Можно догадываться, какое это ему давало тепло, ведь он болел за «наших»!
Жить в двух параллельных состояниях с возрастом становилось не только психологически, но и физически невозможно. Лагерное прошлое неизбежно уходило. Давняя мысль Шаламова о том, что «если бы человек был не в силах забывать — кто бы мог жить», воплотилась в конце концов и в нем самом. Окончательный литературный расчет с прошлым произошел у писателя в сборнике «Перчатка, или КР-2», завершенном в 1973 году, и в стихотворении «Славянская клятва», написанном тогда же. Следует подчеркнуть, что сборник «Перчатка, или КР-2» — наиболее жесткий, пожалуй, из всех сборников — создавался почти целиком после письма в Л Г, что доказывает условность фразы Шаламова о том, что «проблематика "Колымских рассказов" снята жизнью» — для него самого эта проблематика была отнюдь не снята. «Перчатка», заглавный рассказ последнего сборника, венчается программными для всего его послелагерного творчества словами:
«Принцип моего века, моего личного существования, всей жизни моей, вывод из моего личного опыта, правило, усвоенное этим опытом, может быть выражено в немногих словах. Сначала нужно возвратить пощечины и только во вторую очередь — подаяния. Помнить зло раньше добра. Помнить все хорошее — сто лет, а все плохое — двести. Этим я и отличаюсь от вех русских гуманистов девятнадцатого и двадцатого века».

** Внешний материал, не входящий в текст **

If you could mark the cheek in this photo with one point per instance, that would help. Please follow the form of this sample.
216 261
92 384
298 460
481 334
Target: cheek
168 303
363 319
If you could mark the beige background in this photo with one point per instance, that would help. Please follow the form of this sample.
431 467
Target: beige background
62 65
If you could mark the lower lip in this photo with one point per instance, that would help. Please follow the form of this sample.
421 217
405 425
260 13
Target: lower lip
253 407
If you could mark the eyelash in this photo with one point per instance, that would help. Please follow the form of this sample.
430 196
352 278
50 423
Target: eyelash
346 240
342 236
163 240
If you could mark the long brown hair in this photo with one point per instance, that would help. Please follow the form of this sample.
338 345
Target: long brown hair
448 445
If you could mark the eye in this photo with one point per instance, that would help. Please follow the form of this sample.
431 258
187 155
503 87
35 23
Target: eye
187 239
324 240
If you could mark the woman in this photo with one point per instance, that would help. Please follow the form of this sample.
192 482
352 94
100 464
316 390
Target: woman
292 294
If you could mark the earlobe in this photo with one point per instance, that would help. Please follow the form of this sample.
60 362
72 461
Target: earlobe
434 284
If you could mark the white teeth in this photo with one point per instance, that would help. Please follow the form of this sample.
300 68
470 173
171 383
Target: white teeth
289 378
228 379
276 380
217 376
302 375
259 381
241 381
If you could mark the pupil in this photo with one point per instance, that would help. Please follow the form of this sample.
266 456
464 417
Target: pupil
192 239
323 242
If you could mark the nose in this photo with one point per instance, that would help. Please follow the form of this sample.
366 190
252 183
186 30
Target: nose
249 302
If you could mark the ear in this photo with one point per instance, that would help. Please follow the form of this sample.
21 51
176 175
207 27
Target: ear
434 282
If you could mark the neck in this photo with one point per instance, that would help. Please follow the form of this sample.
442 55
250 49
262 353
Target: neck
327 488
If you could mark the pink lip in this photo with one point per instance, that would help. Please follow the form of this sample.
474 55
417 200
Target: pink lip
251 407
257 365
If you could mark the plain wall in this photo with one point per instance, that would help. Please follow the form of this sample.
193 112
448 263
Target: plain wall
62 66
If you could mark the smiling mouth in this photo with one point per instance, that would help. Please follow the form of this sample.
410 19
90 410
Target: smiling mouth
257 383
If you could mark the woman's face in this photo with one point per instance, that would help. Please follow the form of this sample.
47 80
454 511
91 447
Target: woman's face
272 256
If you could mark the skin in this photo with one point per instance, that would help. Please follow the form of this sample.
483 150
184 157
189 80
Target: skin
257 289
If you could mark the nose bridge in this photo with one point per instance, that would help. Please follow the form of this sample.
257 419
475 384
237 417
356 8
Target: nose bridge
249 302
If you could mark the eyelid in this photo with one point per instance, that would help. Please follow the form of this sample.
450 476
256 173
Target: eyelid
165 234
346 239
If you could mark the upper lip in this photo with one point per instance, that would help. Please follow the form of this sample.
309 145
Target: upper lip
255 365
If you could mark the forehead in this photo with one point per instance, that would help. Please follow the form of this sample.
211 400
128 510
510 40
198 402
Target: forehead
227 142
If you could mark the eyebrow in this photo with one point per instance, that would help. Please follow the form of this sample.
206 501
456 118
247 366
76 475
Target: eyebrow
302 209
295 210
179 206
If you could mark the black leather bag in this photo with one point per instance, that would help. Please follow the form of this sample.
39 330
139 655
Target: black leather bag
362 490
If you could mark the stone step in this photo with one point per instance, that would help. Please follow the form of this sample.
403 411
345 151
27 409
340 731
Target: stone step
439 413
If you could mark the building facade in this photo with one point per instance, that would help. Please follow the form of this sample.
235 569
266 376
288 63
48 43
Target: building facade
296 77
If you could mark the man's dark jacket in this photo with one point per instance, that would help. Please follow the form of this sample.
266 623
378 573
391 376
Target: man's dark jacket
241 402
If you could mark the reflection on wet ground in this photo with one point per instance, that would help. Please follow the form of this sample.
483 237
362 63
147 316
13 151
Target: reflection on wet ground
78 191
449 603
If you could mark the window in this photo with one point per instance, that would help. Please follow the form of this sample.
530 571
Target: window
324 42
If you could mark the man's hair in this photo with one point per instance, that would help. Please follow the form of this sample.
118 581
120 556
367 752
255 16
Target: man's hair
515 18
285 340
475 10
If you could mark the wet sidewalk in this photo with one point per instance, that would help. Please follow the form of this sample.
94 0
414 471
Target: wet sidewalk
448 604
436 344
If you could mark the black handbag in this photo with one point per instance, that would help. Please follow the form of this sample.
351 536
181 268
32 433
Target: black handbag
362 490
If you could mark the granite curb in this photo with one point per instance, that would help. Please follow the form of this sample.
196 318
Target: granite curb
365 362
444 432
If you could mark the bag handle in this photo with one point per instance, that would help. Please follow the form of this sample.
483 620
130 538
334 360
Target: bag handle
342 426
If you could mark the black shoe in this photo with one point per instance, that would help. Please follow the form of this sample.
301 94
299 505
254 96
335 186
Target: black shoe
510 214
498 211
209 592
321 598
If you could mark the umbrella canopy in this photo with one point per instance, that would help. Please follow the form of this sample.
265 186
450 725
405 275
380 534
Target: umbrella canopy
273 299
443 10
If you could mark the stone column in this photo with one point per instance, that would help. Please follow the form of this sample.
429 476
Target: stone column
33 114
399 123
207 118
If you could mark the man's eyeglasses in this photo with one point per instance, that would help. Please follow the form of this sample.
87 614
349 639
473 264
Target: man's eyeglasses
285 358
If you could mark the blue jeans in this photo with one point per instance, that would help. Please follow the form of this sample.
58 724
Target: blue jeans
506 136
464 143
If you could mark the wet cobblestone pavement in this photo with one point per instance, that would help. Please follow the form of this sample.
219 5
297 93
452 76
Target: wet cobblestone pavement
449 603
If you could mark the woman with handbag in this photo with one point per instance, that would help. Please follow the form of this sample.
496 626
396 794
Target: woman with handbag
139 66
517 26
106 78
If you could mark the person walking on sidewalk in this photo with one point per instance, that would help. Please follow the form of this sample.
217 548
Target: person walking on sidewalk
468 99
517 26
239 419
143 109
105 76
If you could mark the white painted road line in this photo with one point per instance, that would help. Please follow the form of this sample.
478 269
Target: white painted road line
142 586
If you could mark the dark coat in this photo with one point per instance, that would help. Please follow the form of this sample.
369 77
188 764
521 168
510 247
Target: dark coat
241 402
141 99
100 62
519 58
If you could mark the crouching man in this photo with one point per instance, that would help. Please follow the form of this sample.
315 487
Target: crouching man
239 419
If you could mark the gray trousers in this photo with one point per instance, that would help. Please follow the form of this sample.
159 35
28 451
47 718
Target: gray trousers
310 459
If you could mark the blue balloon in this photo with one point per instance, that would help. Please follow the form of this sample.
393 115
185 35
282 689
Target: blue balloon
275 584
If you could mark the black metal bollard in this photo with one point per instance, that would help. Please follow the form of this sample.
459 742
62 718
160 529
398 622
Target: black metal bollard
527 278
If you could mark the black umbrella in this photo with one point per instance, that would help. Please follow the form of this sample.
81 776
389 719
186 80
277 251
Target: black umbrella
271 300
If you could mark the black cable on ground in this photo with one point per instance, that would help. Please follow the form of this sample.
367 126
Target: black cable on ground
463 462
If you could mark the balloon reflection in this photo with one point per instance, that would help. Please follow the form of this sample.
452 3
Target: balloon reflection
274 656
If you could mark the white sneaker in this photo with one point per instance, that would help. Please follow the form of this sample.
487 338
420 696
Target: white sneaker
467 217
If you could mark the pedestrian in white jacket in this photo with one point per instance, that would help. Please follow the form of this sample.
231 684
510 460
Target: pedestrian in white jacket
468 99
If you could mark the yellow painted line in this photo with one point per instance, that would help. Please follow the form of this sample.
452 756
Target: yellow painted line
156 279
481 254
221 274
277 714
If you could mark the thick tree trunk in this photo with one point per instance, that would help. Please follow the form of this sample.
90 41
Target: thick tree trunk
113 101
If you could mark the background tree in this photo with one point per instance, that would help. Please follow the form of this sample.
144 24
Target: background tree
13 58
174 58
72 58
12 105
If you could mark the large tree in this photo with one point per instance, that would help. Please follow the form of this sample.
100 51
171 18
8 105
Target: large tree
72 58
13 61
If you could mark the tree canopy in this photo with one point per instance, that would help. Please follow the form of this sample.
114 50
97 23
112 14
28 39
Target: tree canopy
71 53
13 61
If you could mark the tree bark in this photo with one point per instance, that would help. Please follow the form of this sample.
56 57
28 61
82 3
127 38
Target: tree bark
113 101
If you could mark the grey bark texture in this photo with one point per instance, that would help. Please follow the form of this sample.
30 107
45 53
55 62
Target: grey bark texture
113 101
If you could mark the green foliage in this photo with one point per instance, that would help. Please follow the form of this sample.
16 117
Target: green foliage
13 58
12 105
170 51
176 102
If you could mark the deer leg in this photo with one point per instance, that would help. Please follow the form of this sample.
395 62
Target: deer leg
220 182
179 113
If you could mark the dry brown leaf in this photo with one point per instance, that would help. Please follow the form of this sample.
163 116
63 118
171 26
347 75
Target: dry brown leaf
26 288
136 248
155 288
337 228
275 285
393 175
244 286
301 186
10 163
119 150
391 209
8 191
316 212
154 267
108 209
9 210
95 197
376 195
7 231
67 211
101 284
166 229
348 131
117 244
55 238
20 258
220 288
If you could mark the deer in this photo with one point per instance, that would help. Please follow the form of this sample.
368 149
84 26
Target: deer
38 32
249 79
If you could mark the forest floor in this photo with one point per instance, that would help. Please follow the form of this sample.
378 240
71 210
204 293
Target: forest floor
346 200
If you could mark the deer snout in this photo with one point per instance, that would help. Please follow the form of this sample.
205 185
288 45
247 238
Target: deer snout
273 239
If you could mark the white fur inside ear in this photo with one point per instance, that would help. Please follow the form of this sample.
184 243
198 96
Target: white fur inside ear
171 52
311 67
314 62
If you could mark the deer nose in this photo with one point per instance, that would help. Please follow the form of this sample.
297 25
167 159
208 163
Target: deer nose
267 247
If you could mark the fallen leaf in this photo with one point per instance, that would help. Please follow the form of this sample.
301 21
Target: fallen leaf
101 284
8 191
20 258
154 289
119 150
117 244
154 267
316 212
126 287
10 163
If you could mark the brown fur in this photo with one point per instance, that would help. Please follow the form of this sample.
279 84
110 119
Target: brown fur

Стихотворение «Славянская клятва», адресованное всем палачам сталинской эпохи, звучит еще жестче:
Все это создавалось в тихой комнате на Васильевской, в возрасте шестидесяти пяти лет, но, как и прежде, наверняка было «прокричано» и «проплакано»…
Мотив отмщения, почти библейского, столь страстно звучащий в этих произведениях, можно считать пиком всех эмоций Шаламова, связанных с тем, что он пережил. Но, воздав прошлому, надо было до конца разобраться в его причинах, корнях, в связях с общечеловеческой историей. То, что мысль Шаламова в этом направлении шла по своим, непривычным для многих траекториям, — вполне естественно, с учетом его уникального опыта. Как истинный поэт, он всегда мыслил масштабно, шел на самые смелые обобщения, которые часто шокировали его знакомых своей парадоксальностью.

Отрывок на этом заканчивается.